## HW 5: LSTM Language Models
### COSC 426: Fall 2025, Colgate University

Use this notebook to run your experiments and answer questions. Add as many code or markdown chunks as you would like for each (sub)section. Please use markdown chunks for written responses. 

**If you use any external resources (e.g., code snippets, reference articles), please cite them in comments or text!**

## Part 1: Understanding and completing the four classes

In [1]:

import LM
import torch
import pandas as pd
import MaskedLM

### Part 1.1

In [2]:
data_file = "data/sae_train.tsv"
valid_file = "data/sae_val.tsv"
eval_file = "data/eval.tsv"
vocab_file = "data/HW5_vocab.txt"
max_len = 5 #this is the maximum number of words i want to consider at each point
lower = True
my_dataset = LM.LM_Dataset(data_file, vocab_file, max_len, lower)

In [3]:
print(my_dataset.vocab)
print(my_dataset.tokenized)

{'through', 'in', 'rain', 'jedi', 'the', 'we', 'i', 'they', 'seek', 'forest', 'sleep', 'follow', 'fight', 'force', 'teach', '[BOS]', 'you', 'darkness', '[EOS]', 'night', 'light', 'path'}
[['[BOS]', 'the', 'jedi', 'sleep', '[EOS]'], ['[BOS]', 'the', 'light', 'fight', '[EOS]'], ['[BOS]', 'the', 'force', 'fight', 'in', 'you', '[EOS]'], ['[BOS]', 'the', 'force', 'sleep', '[EOS]'], ['[BOS]', 'the', 'darkness', 'seek', 'the', 'darkness', '[EOS]'], ['[BOS]', 'the', 'force', 'seek', 'the', 'jedi', 'in', 'the', 'light', '[EOS]'], ['[BOS]', 'the', 'rain', 'fight', 'through', 'the', 'force', 'in', 'the', 'jedi', '[EOS]'], ['[BOS]', 'the', 'light', 'fight', 'in', 'you', '[EOS]'], ['[BOS]', 'the', 'jedi', 'fight', '[EOS]'], ['[BOS]', 'the', 'rain', 'seek', 'we', 'in', 'the', 'force', '[EOS]'], ['[BOS]', 'the', 'force', 'fight', '[EOS]'], ['[BOS]', 'the', 'jedi', 'fight', '[EOS]'], ['[BOS]', 'the', 'force', 'fight', '[EOS]'], ['[BOS]', 'the', 'night', 'sleep', '[EOS]'], ['[BOS]', 'they', 'fight', '[

How contexts and targets are specified in the make pairs
3. Given a sequence of words of length max_length, context is a list of words in the sequence from the first word to the last but one word. It does not include the last word in the sequence. 
Target is a list of words in a sequence, that starts with second word of the sequence and ends with the last word word of the sequence.
These target and context lists are padded by adding pad tokens and then converted to tensors.

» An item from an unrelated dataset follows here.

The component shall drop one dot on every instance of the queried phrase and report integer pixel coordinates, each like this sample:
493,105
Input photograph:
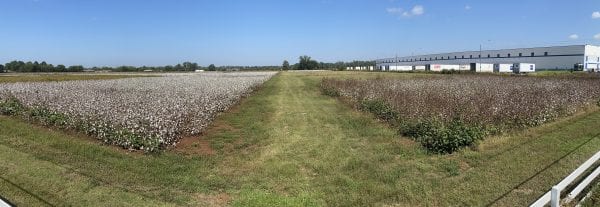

This approach selects the entire sequence of words except the target word as our context. In CBOW, however, our context included words around (before and after) our target word. Our target in this approach is another sequence of words that ends with our target word. This approach is also different from the CBOW lab which selected a single word as our expected target.

### Part 1.2

1. In making our LSTM model, we specify that the model should learn nHidden attributes of our text, and output some sort of score for each of these attributes. As we get to the decode step, we want the model to accept the scores for each of these attributes (thus, take in nHidden input) and compute a softtmax score or probability distribution for each word in the vocabulary (thus the output size of vocab size). It does not specify the length of the sequence because the LSTM model process words one after the other and does not consider the size of the input at any point of the iterations. 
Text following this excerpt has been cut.